Azure RBAC scope hierarchy

For detailed instructions for assigning users and groups to specific roles and assigning roles to scopes, see Add or remove Azure role assignments using the Azure portal.

When planning your access control strategy, use a least-privilege access model that grants users only the permissions required to perform their work. The following diagram shows a suggested pattern for using Azure RBAC through this approach.

Suggested pattern for using Azure RBAC

Note

The more specific or detailed permissions are that you define, the more likely it is that your access controls will become complex and difficult to manage. This is especially true as your cloud estate grows in size. Avoid resource-specific permissions. Instead, use management groups for enterprise-wide access control and resource groups for access control within subscriptions. Also avoid user-specific permissions. Instead, assign access to groups in Microsoft Entra ID.

Use Azure built-in roles

Azure provides a many built-in role definitions, with three core roles for providing access:

  • The Owner role can manage everything, including access to resources.
  • The Contributor role can manage everything except access to resources.
  • The Reader role can view everything but not make any changes.

Beginning from these core access levels, additional built-in roles provide more detailed controls for accessing specific resource types or Azure features. For example, you can manage access to virtual machines by using the following built-in roles:

For another example of using built-in roles to manage access to particular features, see the discussion on controlling access to cost-tracking features in Track costs across business units, environments, or projects.

For a complete list of available built-in roles, see Azure built-in roles.

Use custom roles

Although the roles built in to Azure support a wide variety of access control scenarios, they might not meet all the needs of your organization or team.

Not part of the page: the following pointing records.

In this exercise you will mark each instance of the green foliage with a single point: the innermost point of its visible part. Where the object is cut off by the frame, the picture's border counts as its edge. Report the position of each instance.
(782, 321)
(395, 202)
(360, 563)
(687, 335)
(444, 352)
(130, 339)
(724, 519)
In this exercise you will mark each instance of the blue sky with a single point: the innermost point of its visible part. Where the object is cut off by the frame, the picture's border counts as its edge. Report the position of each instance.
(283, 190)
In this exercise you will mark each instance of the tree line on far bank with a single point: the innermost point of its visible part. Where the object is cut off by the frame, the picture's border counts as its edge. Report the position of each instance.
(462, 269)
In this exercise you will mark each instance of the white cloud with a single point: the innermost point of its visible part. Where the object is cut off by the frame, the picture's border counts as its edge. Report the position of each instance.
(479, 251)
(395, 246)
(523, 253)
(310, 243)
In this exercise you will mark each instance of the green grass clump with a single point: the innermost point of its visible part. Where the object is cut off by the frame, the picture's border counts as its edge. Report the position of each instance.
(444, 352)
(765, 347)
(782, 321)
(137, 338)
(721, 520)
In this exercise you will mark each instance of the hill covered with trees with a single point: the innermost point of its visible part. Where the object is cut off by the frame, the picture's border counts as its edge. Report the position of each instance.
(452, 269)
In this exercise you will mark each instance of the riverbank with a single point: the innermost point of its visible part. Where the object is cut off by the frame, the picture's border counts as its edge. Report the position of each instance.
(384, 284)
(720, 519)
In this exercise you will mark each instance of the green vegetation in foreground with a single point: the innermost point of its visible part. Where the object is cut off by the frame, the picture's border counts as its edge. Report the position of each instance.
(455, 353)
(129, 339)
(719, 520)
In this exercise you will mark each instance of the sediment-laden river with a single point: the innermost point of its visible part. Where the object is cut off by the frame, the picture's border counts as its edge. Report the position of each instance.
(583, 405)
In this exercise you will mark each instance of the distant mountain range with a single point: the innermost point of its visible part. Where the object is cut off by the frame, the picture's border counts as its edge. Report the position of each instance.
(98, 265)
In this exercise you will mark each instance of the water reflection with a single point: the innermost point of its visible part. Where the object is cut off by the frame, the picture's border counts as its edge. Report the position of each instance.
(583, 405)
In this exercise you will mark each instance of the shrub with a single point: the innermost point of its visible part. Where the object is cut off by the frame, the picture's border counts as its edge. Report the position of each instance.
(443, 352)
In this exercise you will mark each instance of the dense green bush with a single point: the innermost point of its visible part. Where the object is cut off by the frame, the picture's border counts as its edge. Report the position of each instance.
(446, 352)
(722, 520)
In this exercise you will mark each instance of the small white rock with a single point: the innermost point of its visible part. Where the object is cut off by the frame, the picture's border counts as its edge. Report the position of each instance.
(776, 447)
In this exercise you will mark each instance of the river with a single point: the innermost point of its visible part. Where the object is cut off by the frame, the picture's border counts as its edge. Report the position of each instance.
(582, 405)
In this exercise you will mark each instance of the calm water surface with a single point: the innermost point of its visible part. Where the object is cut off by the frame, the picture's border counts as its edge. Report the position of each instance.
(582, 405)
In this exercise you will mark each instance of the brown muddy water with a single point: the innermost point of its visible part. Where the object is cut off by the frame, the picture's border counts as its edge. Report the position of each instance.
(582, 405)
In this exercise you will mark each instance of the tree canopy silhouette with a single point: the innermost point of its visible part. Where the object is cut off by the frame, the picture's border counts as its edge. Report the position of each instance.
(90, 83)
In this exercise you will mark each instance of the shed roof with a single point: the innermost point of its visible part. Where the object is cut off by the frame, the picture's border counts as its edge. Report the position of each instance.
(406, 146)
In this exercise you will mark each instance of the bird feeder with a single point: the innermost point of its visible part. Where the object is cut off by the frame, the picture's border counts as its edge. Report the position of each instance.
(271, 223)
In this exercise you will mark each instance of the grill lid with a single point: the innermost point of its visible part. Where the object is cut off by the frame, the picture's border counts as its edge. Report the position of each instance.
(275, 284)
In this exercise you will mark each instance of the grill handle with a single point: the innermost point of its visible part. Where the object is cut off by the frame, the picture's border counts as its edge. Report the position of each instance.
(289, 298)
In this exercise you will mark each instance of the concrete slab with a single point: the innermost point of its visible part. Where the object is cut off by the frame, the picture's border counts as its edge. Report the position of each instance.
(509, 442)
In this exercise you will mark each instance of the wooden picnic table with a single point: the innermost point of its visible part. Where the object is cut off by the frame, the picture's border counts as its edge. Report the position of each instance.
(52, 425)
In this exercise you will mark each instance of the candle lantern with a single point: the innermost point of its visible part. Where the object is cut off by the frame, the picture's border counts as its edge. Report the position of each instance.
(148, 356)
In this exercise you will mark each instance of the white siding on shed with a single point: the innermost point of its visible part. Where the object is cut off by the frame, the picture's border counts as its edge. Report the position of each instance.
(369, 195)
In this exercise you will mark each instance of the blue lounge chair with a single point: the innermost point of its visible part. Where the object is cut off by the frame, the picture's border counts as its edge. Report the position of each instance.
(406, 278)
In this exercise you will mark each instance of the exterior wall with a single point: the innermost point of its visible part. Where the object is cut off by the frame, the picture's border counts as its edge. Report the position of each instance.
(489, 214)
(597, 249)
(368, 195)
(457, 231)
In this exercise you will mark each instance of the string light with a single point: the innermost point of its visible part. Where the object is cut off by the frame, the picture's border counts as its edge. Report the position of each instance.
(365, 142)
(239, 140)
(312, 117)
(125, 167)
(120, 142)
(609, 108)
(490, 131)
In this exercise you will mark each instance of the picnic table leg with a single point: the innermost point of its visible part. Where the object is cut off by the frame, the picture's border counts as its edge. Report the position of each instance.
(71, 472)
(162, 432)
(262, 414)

For example, if you have a single group of users responsible for managing virtual machines and Azure SQL Database resources, you might want to create a custom role to optimize management of the required access controls.

The Azure RBAC documentation contains instructions on creating custom roles, along with details on how role definitions work.

Separation of responsibilities and roles for large organizations

Azure RBAC allows organizations to assign different teams to various management tasks within large cloud estates. It can allow central IT teams to control core access and security features, while also giving software developers and other teams large amounts of control over specific workloads or groups of resources.

Most cloud environments can also benefit from an access-control strategy that uses multiple roles and emphasizes a separation of responsibilities between these roles. This approach requires that any significant change to resources or infrastructure involves multiple roles to complete, ensuring that more than one person must review and approve a change. This separation of responsibilities limits the ability of a single person to access sensitive data or introduce vulnerabilities without the knowledge of other team members.

The following table illustrates a common pattern for dividing IT responsibilities into separate custom roles:

Group Common role name Responsibilities
Security operations SecOps Provides general security oversight.
Establishes and enforces security policy such as encryption at rest.

Manages encryption keys.

Manages firewall rules.
Network operations NetOps Manages network configuration and operations within virtual networks, such as routes and peerings.
Systems operations SysOps Specifies compute and storage infrastructure options, and maintains resources that have been deployed.
Development, test, and operations DevOps Builds and deploys workload features and applications.

Operates features and applications to meet service-level agreements and other quality standards.

The breakdown of actions and permissions in these standard roles are often the same across your applications, subscriptions, or entire cloud estate, even if these roles are performed by different people at different levels. Accordingly, you can create a common set of Azure role definitions to apply across different scopes within your environment. Users and groups can then be assigned a common role, but only for the scope of resources, resource groups, subscriptions, or management groups that they're responsible for managing.

For example, in a hub and spoke network topology with multiple subscriptions, you might have a common set of role definitions for the hub and all workload spokes. A hub subscription's NetOps role can be assigned to members of the organization's central IT team, who are responsible for maintaining networking for shared services used by all workloads. A workload spoke subscription's NetOps role can then be assigned to members of that specific workload team, allowing them to configure networking within that subscription to best support their workload requirements. The same role definition is used for both, but scope-based assignments ensure that users have only the access that they need to perform their job.